From the same information buyers and sellers can reach different conclusions, so the trader needs to know why someone would be on the other side of the trade?
The other person may have a different time horizon. For example, long-term investors may sell on bad news that changes a security’s outlook. A short-term trader may not care about the long-term outlook, if the selling in the morning is overdone, creating an opportunity to buy now and sell at a higher price in the afternoon.
The other person may have a different risk profile. A conservative investor may not want to own shares in a company that’s being acquired by a high-flying technology company. That investor will sell, and someone with more interest in growth will buy.

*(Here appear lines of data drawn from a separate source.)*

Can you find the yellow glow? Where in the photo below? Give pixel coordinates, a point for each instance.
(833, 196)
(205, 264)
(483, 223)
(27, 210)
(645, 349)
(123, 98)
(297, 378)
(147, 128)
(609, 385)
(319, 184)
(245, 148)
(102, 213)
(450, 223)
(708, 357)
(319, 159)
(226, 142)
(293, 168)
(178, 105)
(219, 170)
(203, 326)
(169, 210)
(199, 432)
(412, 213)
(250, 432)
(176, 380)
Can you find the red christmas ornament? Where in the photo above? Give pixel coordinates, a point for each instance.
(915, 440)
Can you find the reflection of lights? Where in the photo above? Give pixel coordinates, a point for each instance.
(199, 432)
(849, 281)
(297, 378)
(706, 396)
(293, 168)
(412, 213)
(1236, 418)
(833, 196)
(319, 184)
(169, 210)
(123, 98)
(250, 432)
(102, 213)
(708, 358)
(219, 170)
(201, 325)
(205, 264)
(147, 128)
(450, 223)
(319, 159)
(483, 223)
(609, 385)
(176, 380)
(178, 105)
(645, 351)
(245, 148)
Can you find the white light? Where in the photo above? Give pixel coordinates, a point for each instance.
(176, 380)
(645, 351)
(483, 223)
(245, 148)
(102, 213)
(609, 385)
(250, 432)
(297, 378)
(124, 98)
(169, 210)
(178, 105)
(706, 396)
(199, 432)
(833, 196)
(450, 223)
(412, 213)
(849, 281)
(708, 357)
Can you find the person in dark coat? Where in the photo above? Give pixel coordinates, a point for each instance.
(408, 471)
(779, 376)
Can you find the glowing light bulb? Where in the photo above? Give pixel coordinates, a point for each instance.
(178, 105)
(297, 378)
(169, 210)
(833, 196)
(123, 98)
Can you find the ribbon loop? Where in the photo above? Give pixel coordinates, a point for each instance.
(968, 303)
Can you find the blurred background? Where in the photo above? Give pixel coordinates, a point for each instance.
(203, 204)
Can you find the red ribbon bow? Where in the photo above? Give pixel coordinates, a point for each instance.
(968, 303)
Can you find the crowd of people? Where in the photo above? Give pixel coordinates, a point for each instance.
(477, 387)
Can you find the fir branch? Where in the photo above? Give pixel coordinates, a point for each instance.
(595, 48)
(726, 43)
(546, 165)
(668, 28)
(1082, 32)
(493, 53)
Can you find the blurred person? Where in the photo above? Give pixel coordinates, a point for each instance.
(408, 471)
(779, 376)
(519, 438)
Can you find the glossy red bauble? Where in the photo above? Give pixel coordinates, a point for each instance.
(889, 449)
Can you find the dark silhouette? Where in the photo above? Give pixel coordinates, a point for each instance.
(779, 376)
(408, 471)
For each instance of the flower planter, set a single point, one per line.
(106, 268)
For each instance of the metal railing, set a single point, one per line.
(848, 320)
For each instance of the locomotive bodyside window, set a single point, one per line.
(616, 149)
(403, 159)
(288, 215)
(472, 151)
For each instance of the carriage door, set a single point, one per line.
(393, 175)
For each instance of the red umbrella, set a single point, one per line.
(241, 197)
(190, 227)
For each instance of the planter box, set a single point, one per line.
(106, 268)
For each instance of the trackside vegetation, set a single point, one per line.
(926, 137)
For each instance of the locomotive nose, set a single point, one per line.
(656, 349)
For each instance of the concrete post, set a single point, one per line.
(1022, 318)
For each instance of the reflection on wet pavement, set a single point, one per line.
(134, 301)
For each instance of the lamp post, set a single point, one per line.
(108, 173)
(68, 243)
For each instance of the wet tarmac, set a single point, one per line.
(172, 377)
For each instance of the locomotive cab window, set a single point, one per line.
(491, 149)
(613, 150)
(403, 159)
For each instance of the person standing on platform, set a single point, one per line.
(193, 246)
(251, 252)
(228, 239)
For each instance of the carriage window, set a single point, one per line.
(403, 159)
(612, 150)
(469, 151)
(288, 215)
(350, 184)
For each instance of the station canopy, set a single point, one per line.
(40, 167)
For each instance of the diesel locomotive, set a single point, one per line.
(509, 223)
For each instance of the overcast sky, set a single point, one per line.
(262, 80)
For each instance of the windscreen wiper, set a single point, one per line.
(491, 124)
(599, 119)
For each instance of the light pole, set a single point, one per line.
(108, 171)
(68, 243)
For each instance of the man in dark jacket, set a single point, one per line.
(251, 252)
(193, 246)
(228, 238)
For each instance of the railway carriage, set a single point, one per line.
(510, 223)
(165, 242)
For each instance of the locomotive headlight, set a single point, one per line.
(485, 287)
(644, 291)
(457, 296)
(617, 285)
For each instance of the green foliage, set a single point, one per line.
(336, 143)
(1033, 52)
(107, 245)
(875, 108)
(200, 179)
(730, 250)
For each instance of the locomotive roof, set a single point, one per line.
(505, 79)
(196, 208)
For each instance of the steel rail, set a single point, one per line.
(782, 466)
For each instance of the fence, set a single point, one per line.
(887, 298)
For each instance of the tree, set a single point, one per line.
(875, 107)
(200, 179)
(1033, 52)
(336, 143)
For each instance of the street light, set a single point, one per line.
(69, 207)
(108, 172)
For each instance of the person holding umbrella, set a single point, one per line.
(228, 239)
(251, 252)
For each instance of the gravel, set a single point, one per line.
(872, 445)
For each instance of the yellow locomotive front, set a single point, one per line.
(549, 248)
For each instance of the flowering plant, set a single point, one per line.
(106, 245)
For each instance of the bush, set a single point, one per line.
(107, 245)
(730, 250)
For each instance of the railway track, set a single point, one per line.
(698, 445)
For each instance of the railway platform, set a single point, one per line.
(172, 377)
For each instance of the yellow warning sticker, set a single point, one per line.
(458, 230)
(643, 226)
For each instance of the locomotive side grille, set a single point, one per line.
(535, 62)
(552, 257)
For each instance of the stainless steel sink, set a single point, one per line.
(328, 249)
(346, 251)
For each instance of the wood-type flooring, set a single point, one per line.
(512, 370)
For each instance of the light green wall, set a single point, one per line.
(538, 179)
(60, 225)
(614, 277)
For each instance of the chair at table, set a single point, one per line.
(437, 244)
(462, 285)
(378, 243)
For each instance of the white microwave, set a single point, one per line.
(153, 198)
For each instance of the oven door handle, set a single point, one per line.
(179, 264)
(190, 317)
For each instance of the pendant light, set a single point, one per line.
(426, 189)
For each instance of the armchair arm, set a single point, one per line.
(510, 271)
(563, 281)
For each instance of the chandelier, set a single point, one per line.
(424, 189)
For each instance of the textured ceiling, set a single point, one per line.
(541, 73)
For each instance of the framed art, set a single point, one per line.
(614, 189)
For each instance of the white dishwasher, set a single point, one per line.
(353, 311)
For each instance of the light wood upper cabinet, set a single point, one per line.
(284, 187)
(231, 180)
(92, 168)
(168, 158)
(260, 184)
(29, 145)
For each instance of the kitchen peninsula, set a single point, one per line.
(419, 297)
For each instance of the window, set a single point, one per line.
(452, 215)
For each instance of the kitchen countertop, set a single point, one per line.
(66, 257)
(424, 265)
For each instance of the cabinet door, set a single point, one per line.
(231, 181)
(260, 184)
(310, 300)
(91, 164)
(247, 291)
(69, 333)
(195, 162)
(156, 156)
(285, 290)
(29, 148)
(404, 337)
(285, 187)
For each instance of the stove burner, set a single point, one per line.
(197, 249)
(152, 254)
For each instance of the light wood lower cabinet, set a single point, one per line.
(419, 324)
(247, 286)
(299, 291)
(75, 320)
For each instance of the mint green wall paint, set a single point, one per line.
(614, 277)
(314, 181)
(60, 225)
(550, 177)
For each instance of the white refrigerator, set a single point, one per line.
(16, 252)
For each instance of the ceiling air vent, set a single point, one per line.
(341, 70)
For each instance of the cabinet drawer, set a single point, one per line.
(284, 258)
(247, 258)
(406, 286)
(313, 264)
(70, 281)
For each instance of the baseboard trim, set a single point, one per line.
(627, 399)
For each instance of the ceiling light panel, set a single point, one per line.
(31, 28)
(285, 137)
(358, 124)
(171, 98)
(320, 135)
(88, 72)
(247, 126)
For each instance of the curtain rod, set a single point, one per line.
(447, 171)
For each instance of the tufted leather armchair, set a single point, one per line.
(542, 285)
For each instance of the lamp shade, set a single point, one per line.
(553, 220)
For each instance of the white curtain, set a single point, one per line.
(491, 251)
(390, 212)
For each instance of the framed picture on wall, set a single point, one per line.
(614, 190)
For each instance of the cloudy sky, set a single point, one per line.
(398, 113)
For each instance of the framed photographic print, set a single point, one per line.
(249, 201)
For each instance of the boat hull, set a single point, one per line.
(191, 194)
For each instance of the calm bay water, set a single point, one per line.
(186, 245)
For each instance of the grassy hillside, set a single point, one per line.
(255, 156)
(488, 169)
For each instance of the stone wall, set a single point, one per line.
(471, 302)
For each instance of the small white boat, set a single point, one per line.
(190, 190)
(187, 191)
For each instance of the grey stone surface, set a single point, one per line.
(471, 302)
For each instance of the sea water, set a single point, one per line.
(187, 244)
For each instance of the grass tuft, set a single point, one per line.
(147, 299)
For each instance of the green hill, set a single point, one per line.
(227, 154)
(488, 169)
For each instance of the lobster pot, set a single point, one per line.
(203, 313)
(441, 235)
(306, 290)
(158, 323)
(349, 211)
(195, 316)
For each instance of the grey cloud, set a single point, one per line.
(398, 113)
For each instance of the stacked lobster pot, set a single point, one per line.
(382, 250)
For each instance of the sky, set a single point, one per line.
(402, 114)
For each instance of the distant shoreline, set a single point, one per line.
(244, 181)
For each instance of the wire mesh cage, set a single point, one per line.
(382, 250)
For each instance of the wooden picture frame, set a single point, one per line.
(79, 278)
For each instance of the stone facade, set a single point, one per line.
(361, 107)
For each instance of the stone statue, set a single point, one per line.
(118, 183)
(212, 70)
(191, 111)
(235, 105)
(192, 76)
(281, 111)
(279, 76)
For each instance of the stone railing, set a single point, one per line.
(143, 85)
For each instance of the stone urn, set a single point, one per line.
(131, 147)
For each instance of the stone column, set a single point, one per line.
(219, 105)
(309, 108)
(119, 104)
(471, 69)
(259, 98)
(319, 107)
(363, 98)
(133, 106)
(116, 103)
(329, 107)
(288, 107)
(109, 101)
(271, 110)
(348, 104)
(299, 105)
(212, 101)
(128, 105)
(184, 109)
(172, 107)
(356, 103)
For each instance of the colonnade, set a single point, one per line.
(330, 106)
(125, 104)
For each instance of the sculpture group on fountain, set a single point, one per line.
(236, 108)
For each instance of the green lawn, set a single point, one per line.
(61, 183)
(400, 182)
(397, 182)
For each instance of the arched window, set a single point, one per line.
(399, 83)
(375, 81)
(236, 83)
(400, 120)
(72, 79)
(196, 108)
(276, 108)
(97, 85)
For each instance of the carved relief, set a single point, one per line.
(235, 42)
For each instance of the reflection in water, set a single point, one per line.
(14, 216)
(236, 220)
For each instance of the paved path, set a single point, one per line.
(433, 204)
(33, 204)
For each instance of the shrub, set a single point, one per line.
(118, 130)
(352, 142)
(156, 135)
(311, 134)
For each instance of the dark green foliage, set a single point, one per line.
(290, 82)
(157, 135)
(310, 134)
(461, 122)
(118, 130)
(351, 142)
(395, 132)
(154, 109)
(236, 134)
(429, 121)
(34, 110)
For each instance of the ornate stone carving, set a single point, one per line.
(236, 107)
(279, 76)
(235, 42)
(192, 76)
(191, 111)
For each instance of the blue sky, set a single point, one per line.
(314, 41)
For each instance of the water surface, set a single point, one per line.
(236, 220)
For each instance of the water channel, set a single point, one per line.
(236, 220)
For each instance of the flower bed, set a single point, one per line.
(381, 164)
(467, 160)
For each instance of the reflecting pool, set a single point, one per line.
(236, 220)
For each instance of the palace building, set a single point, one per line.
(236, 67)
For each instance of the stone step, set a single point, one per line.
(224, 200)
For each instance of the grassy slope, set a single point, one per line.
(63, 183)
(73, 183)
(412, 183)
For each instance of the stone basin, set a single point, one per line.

The other person may be engaging in wishful thinking, acting out of fear, or trading from sheer greed. He or she may not be thinking rationally about what is happening, creating an opportunity for you.
You may be engaging in wishful thinking, acting out of fear, or trading from sheer greed. You may be the irrational trader, making mistakes that cost you. Hey, it happens to the best of us sometimes, but the more aware you are of your emotional tendencies, the better you can trade past them.
It’s highly unlikely that you are smarter than everyone else trading, but you may be more rational and disciplined. And if you happen to be both disciplined and smart, you may do very well.
Stock buying psychology
Every market participant has his or her own set of reasons and rationales for placing an order today. Although many reasons to sell exist — to pay taxes, generate cash for college tuition, or meet a pension obligation, among many others — there’s only one reason to buy: You think the security is going up in price.
For that reason alone, traders often pay more attention to what is happening to buy orders than to sell orders. To get a sense of who is projecting a profit, traders look at the number of buy orders coming in, how large they are, and at what price.
Because there are so many good reasons to sell but only one good reason to buy, the market can take a long time to recognize bearish (pessimistic) sentiment indicators. Even if you see that prices should start to go down in the near future, you have to consider that the market today can be very different from what you see coming up. And as a day trader, you only have today.
Stay objective on the market
You can see what you want to see in some price charts. And if you thought a little about fundamental analysis, you may have seen that interpreting information the way you want to is just as easy. Instead of looking objectively at what the market is telling them, some traders see what they want to see. That’s one reason knowing your system and using your limits are so important.
The best traders are able to figure out the psychology of the market almost by instinct. They can’t necessarily explain what they do — which makes it hard for those trying to learn from them.
But they can tell you this much: If you can rationally determine why the person on the other side of the trade is trading, you can be in a better position to make money and avoid the big mistakes brought on by hope, fear, and greed.